Marc Andreessen’s recent article “Why AI Will Save the World” is—sadly—an example of how polarized society and public discourse have become, particularly on such high-stakes topics as the opportunities and risks posed by the proliferation of AI. While I largely applaud (and mostly agree with) his optimism about the tremendous potential of AI to improve virtually every aspect of human life and flourishing, some of his arguments against AI regulation are not only absurd, but threaten to unnecessarily poison this important debate.

In Andreessen’s view, those in favor of any kind of new regulation fall into either of two categories: Scared cowards, whose irrational fear that AI would pose an existential threat to humanity is blown vastly out of proportion—the baptists—and those who stand to benefit financially from stricter regulation—the bootleggers. Unsurprisingly, this analogy refers back to the attempts to prohibit alcohol consumption in the US in the 1920: The baptists back then were legitimately concerned, albeit confused and misguided, religious groups and the bootleggers were… well, those who made a fortune from peddling black market liquor.

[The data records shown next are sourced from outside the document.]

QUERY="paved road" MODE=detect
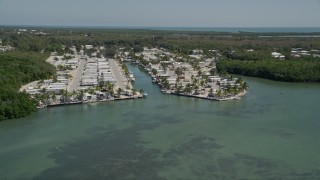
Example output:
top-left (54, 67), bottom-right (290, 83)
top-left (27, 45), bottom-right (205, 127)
top-left (68, 56), bottom-right (86, 91)
top-left (109, 59), bottom-right (126, 89)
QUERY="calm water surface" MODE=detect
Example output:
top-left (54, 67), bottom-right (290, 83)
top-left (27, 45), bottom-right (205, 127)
top-left (0, 66), bottom-right (320, 179)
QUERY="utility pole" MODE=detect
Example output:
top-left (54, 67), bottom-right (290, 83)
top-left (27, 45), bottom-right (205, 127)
top-left (69, 29), bottom-right (72, 48)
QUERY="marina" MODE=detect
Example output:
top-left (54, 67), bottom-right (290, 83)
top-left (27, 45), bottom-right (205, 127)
top-left (0, 65), bottom-right (320, 180)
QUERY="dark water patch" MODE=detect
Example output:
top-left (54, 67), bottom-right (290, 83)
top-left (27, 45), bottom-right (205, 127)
top-left (212, 153), bottom-right (320, 179)
top-left (258, 128), bottom-right (294, 139)
top-left (187, 102), bottom-right (275, 118)
top-left (35, 125), bottom-right (168, 179)
top-left (86, 124), bottom-right (111, 135)
top-left (164, 136), bottom-right (222, 156)
top-left (122, 111), bottom-right (183, 125)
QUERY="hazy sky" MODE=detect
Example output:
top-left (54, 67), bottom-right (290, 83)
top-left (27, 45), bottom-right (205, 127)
top-left (0, 0), bottom-right (320, 27)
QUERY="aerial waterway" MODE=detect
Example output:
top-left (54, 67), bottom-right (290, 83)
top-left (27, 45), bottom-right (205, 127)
top-left (0, 65), bottom-right (320, 179)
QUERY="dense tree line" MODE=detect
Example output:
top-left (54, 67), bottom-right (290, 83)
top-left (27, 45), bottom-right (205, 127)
top-left (0, 51), bottom-right (54, 120)
top-left (216, 59), bottom-right (320, 82)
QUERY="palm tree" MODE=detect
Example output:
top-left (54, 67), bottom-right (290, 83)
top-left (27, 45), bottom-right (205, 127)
top-left (151, 68), bottom-right (158, 77)
top-left (117, 88), bottom-right (122, 97)
top-left (77, 89), bottom-right (84, 102)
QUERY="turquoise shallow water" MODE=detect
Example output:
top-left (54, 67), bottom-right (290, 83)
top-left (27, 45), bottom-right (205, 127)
top-left (0, 66), bottom-right (320, 179)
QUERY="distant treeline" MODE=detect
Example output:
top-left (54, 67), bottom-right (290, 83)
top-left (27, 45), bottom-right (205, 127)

The second group in today’s debate, according to Andreessen, is made up of individuals and institutions wanting to rake in public funding for AI safety research. If your lab recently applied for a grant to further our understanding of the AI goal alignment problem, for example, you’re a duplicitous bootlegger in Andreessen’s book. On the other hand, if you’re honestly worried about something like the effects that AI-generated noise and misinformation will have on democracy, you’re a gullible, but harmless, alarmist whom we shouldn’t pay any more attention to than the guy on the street corner with his handwritten “The End is Near” sign.

Andreessen himself picked this particularly condescending comparison to religious extremists and violent mobsters. And that begs the question: What role should we assign someone like him in this analogy?

Lo and behold, besides baptists and bootleggers there was a third group lobbying 1920s regulators on the topic of prohibition, namely the liquor companies themselves. They argued that any form of regulation would harm the economy, that it would infringe on civil liberties, and that, ultimately, it was each and every person’s individual responsibility to engage responsibly with the substances they produced. Their goal, needless to say, was to kill off all attempts to control the sale or consumption of alcoholic beverages, even to children, so that their target market would remain as large as it could be, and access to that market would not be not obstructed by legal hurdles.

Marc Andreessen’s venture capital firm, a16z, is managing about 35 billion dollars in assets. Many of the companies they are invested in either have AI at the core of their business model, or at least have a lot to lose should lawmakers decide to tighten the screws about what they can and cannot do with that technology. And while there are many objectively good arguments to not, for example, ban all AI research altogether, even the smallest changes in the regulatory environment will mean hundreds of millions gained or lost for Andreessen and a16z.

As he himself acknowledges in his very article, there is hardly an absolutist standpoint in this debate, nor is there on any political issue of real importance. There are no completely objective rights and wrongs, and nearly everyone who voices an opinion also has some sort of agenda. Therefore, we should judge each argument based on its own merit, and not on the—obvious or hidden—interests we ascribe to the people who brought it forward. I’m not going into them today, but trust me, I’m fully on board with many of the points Andreessen brings up, because they are sound, logical, and reasonable. But the murkiness of Andreessen’s stance feels unsetting to me: He puts himself in this non-existent absolutist position from which he assigns either bad intentions or mere stupidity to anyone who argues in favor of AI regulation. But he completely fails to acknowledge where he himself is coming from, and where his interests lay. He is part of the Ayn Rand-inspired libertarian elite of Silicon Valley. He belongs to a small group that stands to profit the most from an unrestricted, free ranging market economy. He has billions of dollars to gain from lawmakers dragging their feet on AI regulation.

All of these facets of Andreessen himself, interesting as they may be, should not blind us to the fact that many of his arguments against regulation are pretty good. But the least I would expect form a civilized public debate would be an acknowledgement that some the counter-arguments, particularly those brought forward by credible AI safety researchers around the globe, also have their merits and not just straw men raised by scientists in order to accrue public funding.